Reconhece-se que mesmo os direitos individuais clássicos, como a liberdade de expressão,

dependem da atuação do Estado, tanto para protegê-los de ameaças provenientes de terceiros,

como para assegurar os pressupostos materiais que tornem faticamente possível o seu

exercício. Não fosse assim, tais direitos tornar-se-iam promessas vãs para os mais fracos,

numa sociedade marcada por relações sociais tão assimétricas e opressivas. O seu papel

emancipatório seria esvaziado e eles acabariam prestando-se à função inglória de

instrumentos de legitimação do status quo.

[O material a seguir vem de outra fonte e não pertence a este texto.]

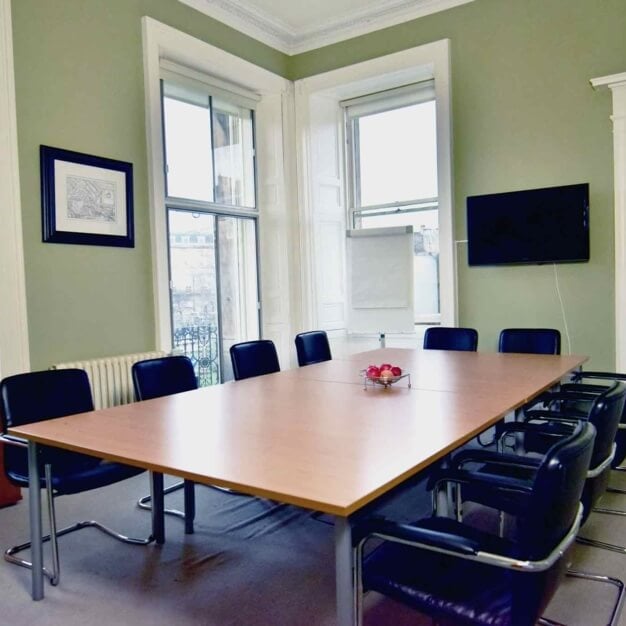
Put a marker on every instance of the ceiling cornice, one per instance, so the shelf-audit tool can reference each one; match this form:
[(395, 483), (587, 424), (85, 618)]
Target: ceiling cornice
[(248, 19)]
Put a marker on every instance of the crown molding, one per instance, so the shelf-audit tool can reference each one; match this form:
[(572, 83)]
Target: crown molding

Enfim, a autonomia individual é um valor essencial no regime da liberdade de

expressão. Este valor, corretamente compreendido, aponta não para uma leitura absenteísta da

liberdade comunicativa, mas para o reconhecimento da necessidade de intervenção estatal que

vise a pluralizar as vozes na arena pública e a assegurar a possibilidade real de expressão aos

integrantes das camadas subordinadas da sociedade.

4. A Liberdade de Expressão e o Papel Promocional do Estado na Constituição de 88

Não faltam na Constituição de 88 preceitos protegendo a liberdade de expressão.

Temos, no art. 5º, a liberdade de manifestação do pensamento (inciso IV), a liberdade de

expressão de atividade intelectual, artística, científica e de comunicação (inciso IX), e o

direito ao acesso à informação e a garantia do sigilo da fonte (inciso XIV). Não bastasse, o

constituinte ainda consagrou em um capítulo específico do texto magno a “comunicação

social”, em que repetiu a garantia da liberdade da manifestação do pensamento, da criação, da

expressão e da informação (art. 220, caput), proibiu a edição de leis contendo embaraço à

liberdade de informação jornalística (art. 220, § 1º), e ainda vedou qualquer censura política,

ideológica e artística (art. 220, § 2º).

Esta insistência não foi gratuita. Por um lado, ela representou uma reação contra os

abusos perpetrados pelo regime militar, cuja repetição o constituinte quis a todo custo evitar.

E, por outro, ela demonstra a enorme importância atribuída a este direito fundamental no

sistema constitucional brasileiro.

95 Cf. Daniel Sarmento. Direitos Fundamentais e Relações Privadas. Rio de Janeiro: Lumen Juris, 2004, pp. 17-67.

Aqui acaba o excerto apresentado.